In Figure 5, since the parameters of raindrop size distribution are variable during the rain process, the phase shift presents different values. The rain rates computed from most of the samples are less than 10 mm·h⁻¹, and the corresponding phase shift is smaller. While the phase shift becomes larger at high rain rates. Also, it can be easily seen that no matter the type of the (real) rain event, the polarimetric propagation parameters K_HH, K_VV, and K_DP all have a notable positive correlation with rain rate. Compared with Figure 1, the values of K_HH, K_VV, and K_DP are all included in the ranges of the results in Figure 1, respectively. Obviously, their values are not the same under different rain types. Especially for K_VV and K_DP, it seems that K_VV is the smallest and K_DP is the largest under cumuliform rain. This is caused by the fact that more large-diameter raindrops occur in cumuliform rain and the maximum diameter of raindrops is 7.5–9.5 mm, while in stratiform rain and mixed clouds rain they are 3.25–4.25 mm and 4.25–4.75 mm, respectively [41].

The results calculated from these cases of real rain conditions demonstrate that the polarimetric propagation parameters K_HH, K_VV, and K_DP are still sensitive to rain rate and have the possibility to estimate rain rate using realistic raindrop size distribution. In order to get more accurate phase shift processing, the detailed information of raindrop size distribution is required in experiments.

4. Conclusions

This paper has researched the theoretical feasibility of estimating rain rate based on the polarimetric propagation parameters of GNSS signals. Three theoretical models were set up that between co-polar phase shift K_HH, K_VV, specific differential phase shift K_DP, and rain rate R, respectively. The models, K_HH-R, K_VV-R, and K_DP-R, were simulated based upon assuming specific ranges of three parameters of Gamma raindrop size distribution and empirical nonlinear shape-size relation of raindrops. The results indicate that they all have the possibility to monitor rain rate. We also compared the results by T-matrix with those by Rayleigh Scattering Approximation, finding that they are very close to each other.

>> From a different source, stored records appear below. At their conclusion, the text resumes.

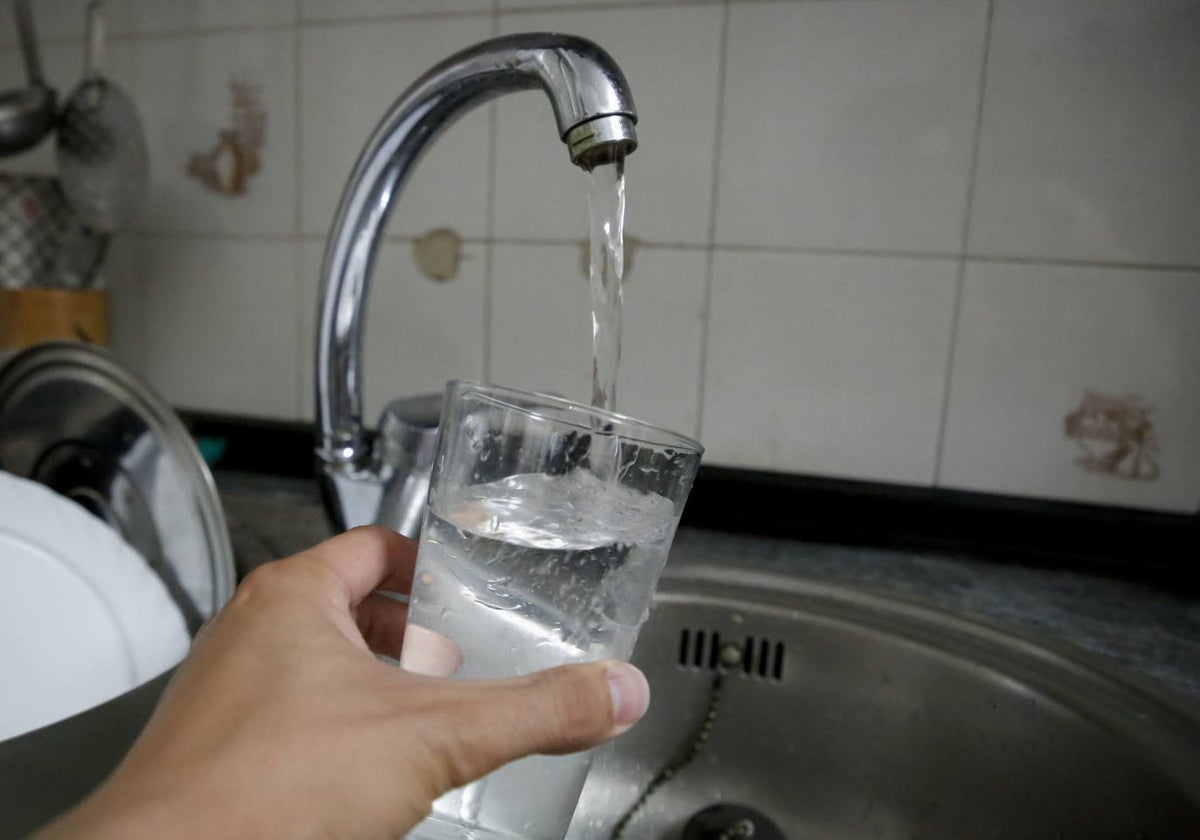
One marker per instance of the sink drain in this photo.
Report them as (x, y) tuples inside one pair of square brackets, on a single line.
[(707, 651), (730, 822)]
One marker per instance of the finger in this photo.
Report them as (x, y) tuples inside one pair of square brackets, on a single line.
[(429, 653), (369, 558), (381, 619), (565, 709)]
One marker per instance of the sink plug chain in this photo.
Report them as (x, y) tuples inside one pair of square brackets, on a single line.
[(730, 657)]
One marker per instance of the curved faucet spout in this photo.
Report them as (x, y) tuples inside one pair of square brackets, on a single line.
[(595, 115)]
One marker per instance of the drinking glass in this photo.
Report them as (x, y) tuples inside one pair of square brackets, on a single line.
[(547, 527)]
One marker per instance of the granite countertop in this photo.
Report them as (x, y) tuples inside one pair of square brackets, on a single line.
[(1146, 628)]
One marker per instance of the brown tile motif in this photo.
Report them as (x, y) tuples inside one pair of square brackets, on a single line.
[(227, 168), (1115, 436)]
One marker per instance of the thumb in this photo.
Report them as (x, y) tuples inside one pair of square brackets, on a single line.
[(564, 709)]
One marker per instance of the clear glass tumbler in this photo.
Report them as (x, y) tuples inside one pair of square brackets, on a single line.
[(547, 527)]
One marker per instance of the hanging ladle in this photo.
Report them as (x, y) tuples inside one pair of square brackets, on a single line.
[(27, 115)]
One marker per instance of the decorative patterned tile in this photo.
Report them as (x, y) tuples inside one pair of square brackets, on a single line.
[(828, 365), (220, 124), (850, 125), (541, 329), (351, 73), (1077, 383), (420, 333), (670, 57), (220, 324), (1089, 145)]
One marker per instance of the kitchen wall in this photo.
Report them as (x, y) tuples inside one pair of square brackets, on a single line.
[(947, 243)]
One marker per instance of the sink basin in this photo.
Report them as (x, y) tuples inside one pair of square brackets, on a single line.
[(852, 715), (844, 715)]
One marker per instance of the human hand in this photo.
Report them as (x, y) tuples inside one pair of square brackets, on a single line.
[(281, 723)]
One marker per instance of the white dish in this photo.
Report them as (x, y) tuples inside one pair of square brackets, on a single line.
[(83, 618)]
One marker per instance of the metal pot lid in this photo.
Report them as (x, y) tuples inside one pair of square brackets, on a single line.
[(73, 420)]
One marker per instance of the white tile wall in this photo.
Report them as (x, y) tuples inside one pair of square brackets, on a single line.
[(850, 125), (1033, 340), (1089, 147), (827, 365), (345, 10), (155, 16), (220, 329), (420, 333), (349, 75), (541, 329), (839, 311)]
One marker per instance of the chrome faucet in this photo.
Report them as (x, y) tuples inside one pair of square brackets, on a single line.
[(383, 477)]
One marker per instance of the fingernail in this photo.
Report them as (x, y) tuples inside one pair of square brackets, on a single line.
[(630, 695)]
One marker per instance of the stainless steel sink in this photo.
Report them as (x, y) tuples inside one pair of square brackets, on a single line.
[(844, 715), (852, 715)]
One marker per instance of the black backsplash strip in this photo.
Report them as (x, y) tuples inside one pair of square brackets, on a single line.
[(1129, 543)]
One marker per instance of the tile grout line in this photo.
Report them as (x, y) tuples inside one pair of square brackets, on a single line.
[(711, 253), (972, 173), (779, 250), (490, 217)]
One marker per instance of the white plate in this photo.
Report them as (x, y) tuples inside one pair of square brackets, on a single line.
[(83, 618)]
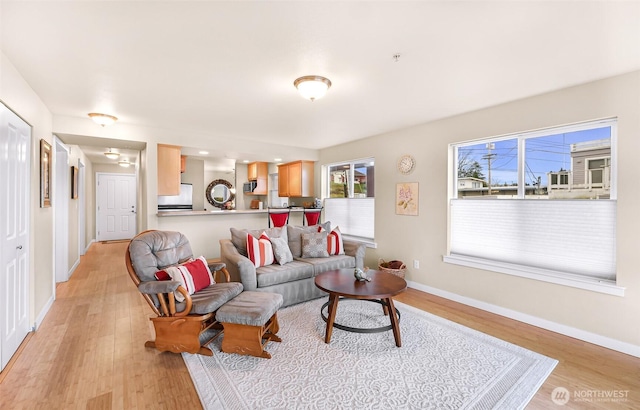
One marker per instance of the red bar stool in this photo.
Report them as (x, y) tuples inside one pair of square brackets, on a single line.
[(279, 217), (311, 216)]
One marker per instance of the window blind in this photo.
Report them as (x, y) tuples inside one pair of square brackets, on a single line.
[(354, 216), (572, 236)]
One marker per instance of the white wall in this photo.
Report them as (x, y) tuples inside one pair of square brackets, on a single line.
[(16, 94), (424, 237)]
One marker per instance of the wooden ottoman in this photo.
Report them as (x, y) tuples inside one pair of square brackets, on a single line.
[(250, 320)]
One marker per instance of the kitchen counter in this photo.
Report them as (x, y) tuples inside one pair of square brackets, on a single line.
[(220, 212)]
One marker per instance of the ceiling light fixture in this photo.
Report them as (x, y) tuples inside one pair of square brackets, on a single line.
[(102, 119), (111, 155), (312, 87)]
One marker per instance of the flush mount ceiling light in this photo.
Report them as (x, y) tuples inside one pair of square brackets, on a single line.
[(102, 119), (111, 155), (312, 87)]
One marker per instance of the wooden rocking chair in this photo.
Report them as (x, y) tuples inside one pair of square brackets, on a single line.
[(178, 325)]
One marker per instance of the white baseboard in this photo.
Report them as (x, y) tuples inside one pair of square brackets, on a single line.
[(73, 268), (89, 245), (43, 313), (589, 337)]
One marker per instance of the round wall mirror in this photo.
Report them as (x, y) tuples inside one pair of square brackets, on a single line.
[(219, 193)]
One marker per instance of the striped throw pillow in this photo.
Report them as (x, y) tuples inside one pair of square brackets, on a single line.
[(260, 251), (193, 276), (334, 241)]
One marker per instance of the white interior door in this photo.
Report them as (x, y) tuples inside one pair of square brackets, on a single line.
[(116, 201), (15, 142)]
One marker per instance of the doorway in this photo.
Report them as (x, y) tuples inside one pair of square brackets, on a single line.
[(116, 206), (61, 193)]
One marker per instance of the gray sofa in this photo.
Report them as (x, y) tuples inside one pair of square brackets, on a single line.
[(293, 280)]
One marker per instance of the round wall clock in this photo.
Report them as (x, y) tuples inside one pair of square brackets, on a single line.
[(406, 163)]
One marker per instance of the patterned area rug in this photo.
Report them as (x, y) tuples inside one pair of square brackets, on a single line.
[(441, 365)]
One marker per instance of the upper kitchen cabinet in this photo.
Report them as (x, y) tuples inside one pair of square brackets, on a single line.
[(295, 179), (169, 169), (259, 172)]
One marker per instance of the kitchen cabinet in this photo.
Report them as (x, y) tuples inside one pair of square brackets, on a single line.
[(295, 179), (258, 171), (168, 169)]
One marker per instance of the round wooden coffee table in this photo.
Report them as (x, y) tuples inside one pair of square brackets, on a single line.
[(341, 284)]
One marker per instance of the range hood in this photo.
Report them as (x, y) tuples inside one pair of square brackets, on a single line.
[(182, 202)]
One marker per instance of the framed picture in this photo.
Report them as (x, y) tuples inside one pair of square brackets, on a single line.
[(74, 182), (407, 198), (45, 174)]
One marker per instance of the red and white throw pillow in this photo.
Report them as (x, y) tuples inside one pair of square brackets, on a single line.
[(260, 251), (334, 241), (193, 276)]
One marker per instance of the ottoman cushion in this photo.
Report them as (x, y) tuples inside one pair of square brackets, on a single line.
[(250, 308)]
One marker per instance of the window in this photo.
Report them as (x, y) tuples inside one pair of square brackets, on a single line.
[(352, 179), (526, 214), (350, 202)]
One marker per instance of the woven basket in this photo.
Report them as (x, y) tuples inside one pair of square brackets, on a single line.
[(382, 267)]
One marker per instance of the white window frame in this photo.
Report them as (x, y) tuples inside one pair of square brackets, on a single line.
[(355, 216), (463, 253)]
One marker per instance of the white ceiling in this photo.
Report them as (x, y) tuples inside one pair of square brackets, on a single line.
[(226, 69)]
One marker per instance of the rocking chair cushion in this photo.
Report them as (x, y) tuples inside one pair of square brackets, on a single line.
[(156, 250), (154, 287), (193, 276), (211, 298)]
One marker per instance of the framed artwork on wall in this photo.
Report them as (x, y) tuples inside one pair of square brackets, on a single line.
[(45, 174), (74, 182), (407, 198)]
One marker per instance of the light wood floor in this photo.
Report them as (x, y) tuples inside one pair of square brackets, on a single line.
[(89, 354)]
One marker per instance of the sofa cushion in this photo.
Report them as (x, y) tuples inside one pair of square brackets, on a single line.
[(314, 245), (332, 262), (334, 241), (294, 234), (277, 274), (239, 236), (260, 251), (281, 250)]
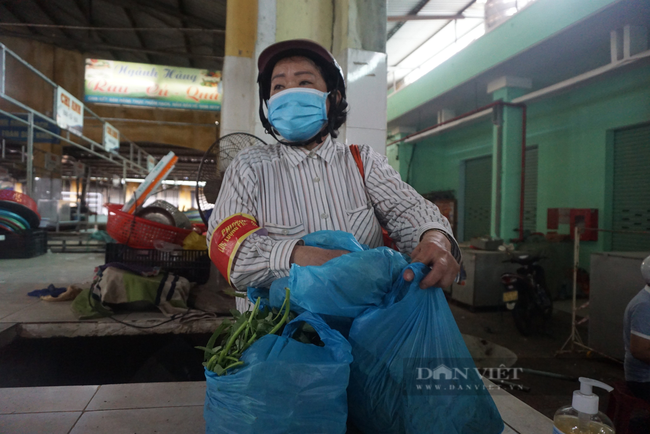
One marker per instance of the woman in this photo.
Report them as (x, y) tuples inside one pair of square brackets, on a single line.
[(273, 195)]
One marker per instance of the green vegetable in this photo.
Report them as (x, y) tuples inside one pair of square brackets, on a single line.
[(235, 338)]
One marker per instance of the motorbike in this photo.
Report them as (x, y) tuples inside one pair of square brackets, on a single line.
[(525, 292)]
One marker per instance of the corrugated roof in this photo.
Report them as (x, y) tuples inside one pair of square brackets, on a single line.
[(170, 46)]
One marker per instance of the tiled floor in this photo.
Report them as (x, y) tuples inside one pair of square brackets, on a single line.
[(161, 408), (125, 408), (55, 319)]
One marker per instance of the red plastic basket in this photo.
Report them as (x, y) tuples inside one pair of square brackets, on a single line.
[(138, 232), (20, 198)]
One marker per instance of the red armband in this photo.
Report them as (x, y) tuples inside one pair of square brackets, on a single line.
[(227, 238)]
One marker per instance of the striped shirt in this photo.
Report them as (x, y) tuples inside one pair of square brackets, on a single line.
[(292, 192)]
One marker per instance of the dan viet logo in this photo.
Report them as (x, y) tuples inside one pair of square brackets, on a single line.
[(465, 379)]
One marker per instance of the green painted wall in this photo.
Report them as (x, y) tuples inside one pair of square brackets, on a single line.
[(571, 131), (436, 163), (537, 22)]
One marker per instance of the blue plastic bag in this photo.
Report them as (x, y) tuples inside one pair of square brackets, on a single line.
[(284, 386), (344, 286), (412, 372)]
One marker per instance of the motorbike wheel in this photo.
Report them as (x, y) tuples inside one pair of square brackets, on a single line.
[(523, 315)]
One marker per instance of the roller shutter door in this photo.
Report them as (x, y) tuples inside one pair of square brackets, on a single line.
[(631, 192), (478, 197)]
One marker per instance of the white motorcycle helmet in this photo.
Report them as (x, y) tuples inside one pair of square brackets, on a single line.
[(645, 270)]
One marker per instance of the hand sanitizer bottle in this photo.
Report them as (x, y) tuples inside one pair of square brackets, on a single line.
[(582, 416)]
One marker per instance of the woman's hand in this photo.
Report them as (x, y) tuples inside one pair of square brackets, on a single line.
[(434, 250), (304, 255)]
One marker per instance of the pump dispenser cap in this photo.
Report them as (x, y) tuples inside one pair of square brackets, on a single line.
[(584, 400)]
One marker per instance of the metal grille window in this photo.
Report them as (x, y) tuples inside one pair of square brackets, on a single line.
[(478, 197), (530, 190), (631, 192)]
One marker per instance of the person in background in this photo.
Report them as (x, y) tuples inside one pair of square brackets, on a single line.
[(636, 336), (273, 195)]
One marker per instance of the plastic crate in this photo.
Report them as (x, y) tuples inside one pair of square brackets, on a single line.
[(194, 265), (21, 245)]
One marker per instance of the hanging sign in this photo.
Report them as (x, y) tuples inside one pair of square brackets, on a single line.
[(15, 130), (111, 138), (141, 84), (151, 162), (52, 162), (69, 112)]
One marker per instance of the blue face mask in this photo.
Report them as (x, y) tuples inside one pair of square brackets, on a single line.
[(298, 113)]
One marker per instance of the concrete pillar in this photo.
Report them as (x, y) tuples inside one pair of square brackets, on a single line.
[(506, 157), (239, 67), (359, 45)]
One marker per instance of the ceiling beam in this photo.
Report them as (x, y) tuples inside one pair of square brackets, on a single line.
[(186, 37), (417, 8), (425, 17), (131, 17), (86, 10), (92, 47), (156, 6)]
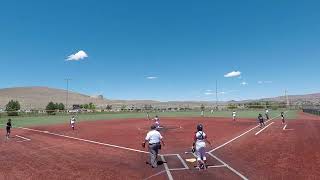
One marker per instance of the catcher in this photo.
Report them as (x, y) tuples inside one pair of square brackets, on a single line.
[(199, 147)]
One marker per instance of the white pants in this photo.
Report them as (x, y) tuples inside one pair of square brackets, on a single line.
[(201, 153)]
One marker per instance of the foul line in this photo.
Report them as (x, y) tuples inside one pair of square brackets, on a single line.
[(264, 128), (284, 128), (24, 138), (154, 175), (222, 145), (85, 140), (167, 168), (226, 165)]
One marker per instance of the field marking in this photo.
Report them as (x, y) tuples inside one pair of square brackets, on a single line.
[(237, 137), (85, 140), (24, 138), (183, 162), (229, 167), (157, 174), (263, 128), (284, 128), (166, 168)]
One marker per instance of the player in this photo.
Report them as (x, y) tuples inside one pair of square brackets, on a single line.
[(154, 140), (8, 128), (282, 118), (267, 114), (72, 122), (261, 120), (199, 145), (157, 122), (148, 116), (234, 114)]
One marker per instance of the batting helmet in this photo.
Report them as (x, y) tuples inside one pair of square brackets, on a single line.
[(199, 127)]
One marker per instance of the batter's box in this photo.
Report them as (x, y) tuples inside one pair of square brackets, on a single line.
[(175, 162), (211, 162)]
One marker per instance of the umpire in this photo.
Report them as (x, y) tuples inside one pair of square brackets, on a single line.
[(154, 140)]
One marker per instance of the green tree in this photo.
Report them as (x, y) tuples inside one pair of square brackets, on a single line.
[(202, 107), (109, 107), (92, 106), (12, 108), (61, 106), (50, 108)]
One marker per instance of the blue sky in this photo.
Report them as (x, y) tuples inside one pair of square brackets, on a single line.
[(186, 45)]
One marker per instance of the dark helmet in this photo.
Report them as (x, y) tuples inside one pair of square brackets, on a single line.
[(153, 127), (199, 127)]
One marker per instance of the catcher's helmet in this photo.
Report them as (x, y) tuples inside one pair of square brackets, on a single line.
[(199, 127), (153, 127)]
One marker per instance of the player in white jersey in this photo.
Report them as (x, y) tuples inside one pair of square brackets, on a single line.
[(199, 146), (234, 114), (72, 122), (157, 121)]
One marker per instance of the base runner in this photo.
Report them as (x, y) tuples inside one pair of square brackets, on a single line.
[(199, 147), (157, 121), (72, 122), (282, 118), (234, 114), (154, 140), (8, 128), (261, 120)]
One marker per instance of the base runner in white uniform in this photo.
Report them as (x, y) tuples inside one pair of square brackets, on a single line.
[(199, 146), (234, 114), (157, 122), (72, 122)]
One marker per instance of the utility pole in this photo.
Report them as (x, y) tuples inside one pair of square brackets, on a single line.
[(216, 94), (287, 98), (67, 97)]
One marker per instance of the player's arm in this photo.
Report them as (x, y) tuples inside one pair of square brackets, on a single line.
[(161, 139), (206, 139)]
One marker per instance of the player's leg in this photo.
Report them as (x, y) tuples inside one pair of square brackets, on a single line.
[(153, 155), (203, 157)]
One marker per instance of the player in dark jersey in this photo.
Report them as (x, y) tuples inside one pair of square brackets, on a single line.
[(8, 128), (261, 120), (282, 117)]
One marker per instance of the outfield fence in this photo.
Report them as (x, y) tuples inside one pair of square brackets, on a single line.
[(312, 110)]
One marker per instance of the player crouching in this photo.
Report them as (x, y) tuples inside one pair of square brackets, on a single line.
[(72, 122), (199, 147)]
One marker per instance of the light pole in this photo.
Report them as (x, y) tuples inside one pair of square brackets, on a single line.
[(67, 97)]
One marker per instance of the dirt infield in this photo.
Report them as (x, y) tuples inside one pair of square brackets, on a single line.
[(112, 150)]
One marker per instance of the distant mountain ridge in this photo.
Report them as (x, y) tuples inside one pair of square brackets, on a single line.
[(37, 97)]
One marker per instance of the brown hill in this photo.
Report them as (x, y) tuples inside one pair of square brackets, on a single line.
[(38, 97)]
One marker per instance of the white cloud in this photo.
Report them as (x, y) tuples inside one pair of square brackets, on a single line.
[(233, 74), (244, 83), (152, 77), (77, 56), (264, 82)]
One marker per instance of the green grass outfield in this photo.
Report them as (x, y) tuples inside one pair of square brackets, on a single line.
[(57, 119)]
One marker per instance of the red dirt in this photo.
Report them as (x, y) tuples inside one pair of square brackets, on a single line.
[(273, 154), (278, 154)]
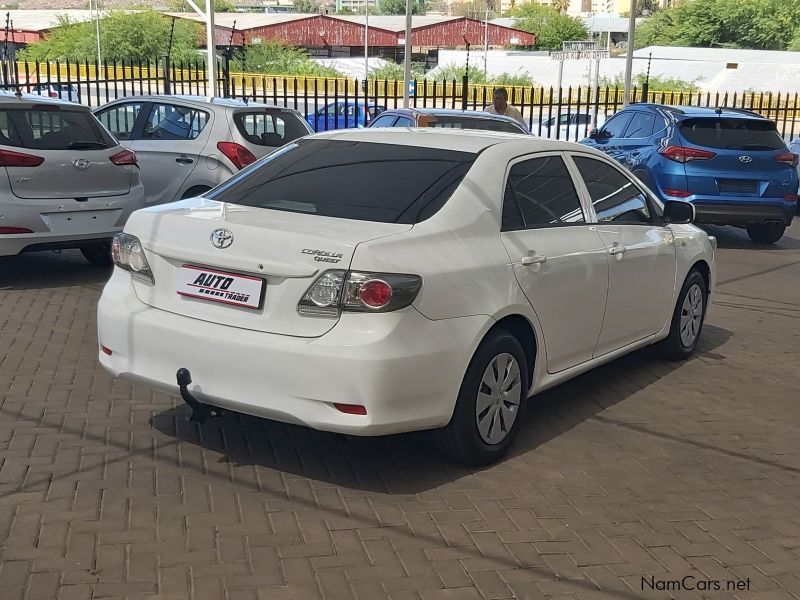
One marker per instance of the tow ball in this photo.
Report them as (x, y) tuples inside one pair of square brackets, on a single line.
[(200, 411)]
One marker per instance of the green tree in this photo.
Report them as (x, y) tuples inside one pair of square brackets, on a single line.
[(550, 26), (141, 36), (277, 58)]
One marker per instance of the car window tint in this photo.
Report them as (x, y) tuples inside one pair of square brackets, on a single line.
[(614, 196), (271, 128), (641, 125), (55, 129), (540, 193), (617, 124), (172, 122), (732, 134), (337, 178), (120, 120), (383, 121)]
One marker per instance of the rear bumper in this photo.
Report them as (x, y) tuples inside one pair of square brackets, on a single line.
[(743, 213), (404, 368)]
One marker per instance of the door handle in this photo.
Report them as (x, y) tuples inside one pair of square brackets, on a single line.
[(533, 259)]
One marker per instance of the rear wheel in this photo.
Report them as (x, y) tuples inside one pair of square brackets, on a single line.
[(99, 256), (490, 403), (766, 233)]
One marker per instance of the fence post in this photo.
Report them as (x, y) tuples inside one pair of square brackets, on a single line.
[(166, 67)]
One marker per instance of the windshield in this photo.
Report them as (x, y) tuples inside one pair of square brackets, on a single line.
[(732, 134), (364, 181)]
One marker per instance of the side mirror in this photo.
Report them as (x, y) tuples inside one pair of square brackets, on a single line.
[(679, 212)]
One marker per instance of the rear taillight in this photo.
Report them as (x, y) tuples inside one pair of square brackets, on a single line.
[(18, 159), (236, 153), (682, 154), (126, 157), (339, 291), (787, 158)]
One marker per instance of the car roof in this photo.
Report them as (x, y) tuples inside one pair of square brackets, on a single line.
[(9, 99), (446, 139)]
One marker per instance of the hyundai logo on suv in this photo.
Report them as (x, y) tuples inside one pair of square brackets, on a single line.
[(221, 238)]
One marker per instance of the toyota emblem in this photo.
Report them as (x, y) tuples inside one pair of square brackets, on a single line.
[(221, 238)]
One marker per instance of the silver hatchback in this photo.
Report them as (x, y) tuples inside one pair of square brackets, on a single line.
[(68, 183), (187, 145)]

Additionally, some influencing factors, such as the shape of raindrops, frequency, and elevation angle have been considered and their sensitivity has been studied. It was found that the shape of raindrops and frequency of GNSS signals both have effect on the K_HH-R, K_VV-R, and K_DP-R relationships, while the elevation angle only affects the K_VV-R and K_DP-R relationships. In order to get a larger phase shift, the use of a lower elevation angle and higher frequency L1 or B1 are suggested for future experiments. Moreover, the phase shift has been discussed based on realistic Gamma distribution under three different rain types, and the results also show the feasibility of this method. To reduce errors, the microscopic characteristics of rain, such as the shape of raindrops and raindrop size distribution should be obtained during a precipitation event.

It is quite new to use phase shift to estimate rain rate, which extends the application direction of GNSS signals and provides a new method for the area, real time, and passive measurement of rain rate. Certainly, there are some issues that need to be studied further. However, there is no need to worry about the detectability of phase shift because there are multi-frequency receivers with GPS/Beidou compatibility, which can measure the carrier phase of GPS and Beidou satellites precisely to millimeters [42,43,44]. However, since an antenna is required to receive horizontal and vertical components of GNSS signals respectively, a dual-polarized antenna should be designed. Then, field campaigns are necessary to examine its validity.